Company Overview
Algorhythm Holdings, Inc. operates as an AI technology and consumer electronics holding company that leverages artificial intelligence to optimize logistics operations through its SemiCab subsidiary. The firm utilizes real-time data derived from API-based load tendering and pre-built integrations to function within the competitive consumer electronics sector. This technology-focused entity employs a workforce of 25 individuals to support its specialized software logistics business and holding structure. The company's current market capitalization stands at $6.33M, while its Trailing Twelve Months revenue reached $26.39M, indicating a significant disparity between the market's valuation of the firm and its actual annual sales generation. These figures suggest that the market places a high premium on the company's intellectual property and AI capabilities, valuing the enterprise at more than double its annual revenue, which is characteristic of early-stage technology firms where future potential outweighs current profitability.
Financial Health
The company reported a Trailing Twelve Months revenue of $26.39M, yet it simultaneously posted a Net Income of $-30,654,000 and an EBITDA of $-11,066,000. The substantial gap between the positive revenue figure and the deeply negative net income reveals a highly aggressive cost structure where operating expenses and losses significantly exceed gross margins. Furthermore, the Free Cash Flow stands at $-7,783,875, which indicates a lack of financial flexibility as the company is burning cash rather than generating liquidity for reinvestment or shareholder returns. Profitability metrics reinforce this challenge, with a Gross Margin of 15.6%, an Operating Margin of -89.7%, and a Profit Margin of -108.8%, showing that for every dollar of revenue generated, the company loses over a dollar in net profit. On the balance sheet, the company holds $2.84M in cash against $6.81M in debt, resulting in a Debt to Equity ratio of 6811.00, which characterizes the capital structure as extremely leveraged and reliant on equity financing. Liquidity is further constrained by a Current Ratio of 0.53, signaling that current assets are insufficient to cover current liabilities without external financing or asset sales. Return metrics reflect these financial pressures, with a Return on Equity of -2246.6% and a Return on Assets of -46.6%, demonstrating that management effectiveness has yet to translate into value creation for shareholders or efficient asset utilization.
Valuation Assessment
The P/E Ratio (TTM) and Forward P/E are both listed as N/A, a condition that implies the market cannot value the stock using traditional earnings multiples due to the absence of positive earnings, making any expected earnings trajectory difficult to quantify with standard metrics. Investors looking at the Price to Book ratio see a figure of 1.96, which indicates that the market prices the company at roughly double its net asset value, suggesting a belief in intangible assets that are not fully captured on the books. Alternative valuation metrics provide additional context, with a Price to Sales of 0.24 and an EV/EBITDA of -0.51, suggesting the market values the firm at a fraction of its sales revenue despite the negative EBITDA. The stock has experienced significant volatility, trading between a 52-Week High of $4.58 and a 52-Week Low of $0.73, placing the current price context within a range of over six times the low. The Beta is recorded at -0.37, a negative value that is highly unusual and indicates that the stock price moves inversely to the broader market with a dampened magnitude, rather than tracking the market positively.
Growth & Income
Revenue Growth (YoY) is reported at an extraordinary 1273.2%, while Earnings Growth (YoY) is N/A due to the company's continued net losses. The disparity between explosive revenue growth and the inability to generate earnings implies that the business is in a heavy investment phase where top-line expansion is prioritized over profitability, a common pattern in early-stage technology scaling.

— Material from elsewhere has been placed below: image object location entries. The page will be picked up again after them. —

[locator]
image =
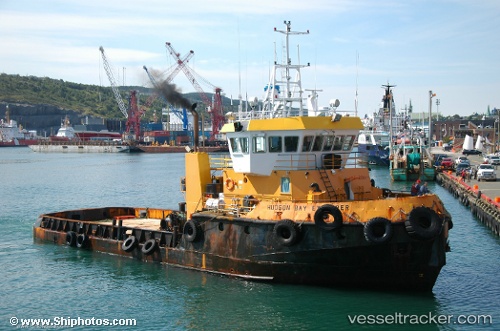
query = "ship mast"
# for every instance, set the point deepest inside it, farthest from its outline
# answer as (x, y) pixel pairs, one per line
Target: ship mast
(279, 103)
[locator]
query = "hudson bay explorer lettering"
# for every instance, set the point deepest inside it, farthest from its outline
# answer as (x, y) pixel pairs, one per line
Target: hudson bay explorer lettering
(279, 207)
(306, 208)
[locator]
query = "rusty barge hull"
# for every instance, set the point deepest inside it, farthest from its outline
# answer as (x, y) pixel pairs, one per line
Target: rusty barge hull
(249, 249)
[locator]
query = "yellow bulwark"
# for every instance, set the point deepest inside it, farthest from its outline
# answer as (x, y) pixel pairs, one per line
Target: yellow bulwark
(298, 123)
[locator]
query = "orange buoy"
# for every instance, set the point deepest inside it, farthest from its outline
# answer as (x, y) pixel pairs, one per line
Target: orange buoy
(230, 184)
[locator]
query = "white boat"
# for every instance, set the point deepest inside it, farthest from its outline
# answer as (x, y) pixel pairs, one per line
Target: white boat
(79, 147)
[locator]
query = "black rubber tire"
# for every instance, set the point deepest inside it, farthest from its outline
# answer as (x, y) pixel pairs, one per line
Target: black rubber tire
(82, 240)
(71, 238)
(323, 212)
(192, 231)
(378, 230)
(149, 247)
(286, 232)
(423, 223)
(129, 244)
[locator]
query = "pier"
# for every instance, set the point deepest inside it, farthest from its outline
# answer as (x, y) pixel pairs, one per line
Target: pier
(482, 198)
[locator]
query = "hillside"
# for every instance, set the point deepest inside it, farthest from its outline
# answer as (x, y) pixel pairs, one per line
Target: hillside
(38, 103)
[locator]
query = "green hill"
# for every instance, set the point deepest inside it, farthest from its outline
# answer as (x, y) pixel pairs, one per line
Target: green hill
(86, 100)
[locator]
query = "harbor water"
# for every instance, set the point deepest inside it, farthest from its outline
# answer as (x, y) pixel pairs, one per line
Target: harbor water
(84, 288)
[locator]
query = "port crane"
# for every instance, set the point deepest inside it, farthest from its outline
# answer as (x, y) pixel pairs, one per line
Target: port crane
(174, 70)
(132, 114)
(215, 108)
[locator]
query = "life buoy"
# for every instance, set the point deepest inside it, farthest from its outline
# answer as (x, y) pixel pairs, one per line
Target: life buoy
(191, 231)
(326, 212)
(423, 223)
(378, 230)
(82, 240)
(286, 232)
(149, 247)
(129, 244)
(229, 184)
(71, 238)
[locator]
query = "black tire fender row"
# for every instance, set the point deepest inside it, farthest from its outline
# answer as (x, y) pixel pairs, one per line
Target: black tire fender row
(378, 230)
(129, 244)
(423, 223)
(71, 238)
(77, 240)
(192, 231)
(149, 247)
(326, 212)
(286, 232)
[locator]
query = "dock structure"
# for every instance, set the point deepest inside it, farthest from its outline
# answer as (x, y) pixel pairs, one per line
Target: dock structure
(483, 198)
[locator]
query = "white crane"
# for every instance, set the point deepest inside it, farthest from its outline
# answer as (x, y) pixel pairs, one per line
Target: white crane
(112, 80)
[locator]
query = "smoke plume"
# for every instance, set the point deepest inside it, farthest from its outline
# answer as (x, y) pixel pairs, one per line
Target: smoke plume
(170, 93)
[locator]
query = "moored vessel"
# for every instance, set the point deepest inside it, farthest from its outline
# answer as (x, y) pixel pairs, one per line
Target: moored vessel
(13, 135)
(287, 205)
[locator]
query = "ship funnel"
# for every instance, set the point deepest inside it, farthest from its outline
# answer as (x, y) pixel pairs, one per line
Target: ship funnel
(195, 126)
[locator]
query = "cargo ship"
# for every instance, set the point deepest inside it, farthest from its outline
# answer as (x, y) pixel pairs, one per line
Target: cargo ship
(288, 204)
(12, 135)
(80, 140)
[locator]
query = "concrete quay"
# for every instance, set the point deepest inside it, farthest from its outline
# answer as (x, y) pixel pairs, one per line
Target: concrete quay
(483, 198)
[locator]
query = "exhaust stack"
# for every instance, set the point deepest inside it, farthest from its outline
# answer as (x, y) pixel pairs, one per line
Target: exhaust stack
(195, 126)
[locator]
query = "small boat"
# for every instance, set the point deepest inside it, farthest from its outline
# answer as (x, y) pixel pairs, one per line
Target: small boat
(411, 162)
(70, 140)
(13, 135)
(90, 146)
(69, 133)
(374, 140)
(286, 205)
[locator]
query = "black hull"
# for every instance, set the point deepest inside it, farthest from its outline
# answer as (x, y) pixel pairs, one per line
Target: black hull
(249, 249)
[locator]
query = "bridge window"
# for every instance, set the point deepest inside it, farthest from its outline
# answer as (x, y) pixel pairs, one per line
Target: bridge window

Since the company is a non-dividend payer with a Dividend Yield of N/A and a Payout Ratio of 0.0%, it is not distributing income to shareholders but is instead retaining all earnings, albeit negative ones, to fund operations and growth initiatives. The overall growth and income profile depicts a high-risk, high-revenue expansion strategy with no current income distribution, relying entirely on external capital markets to sustain its growth trajectory and cover its substantial cash burn.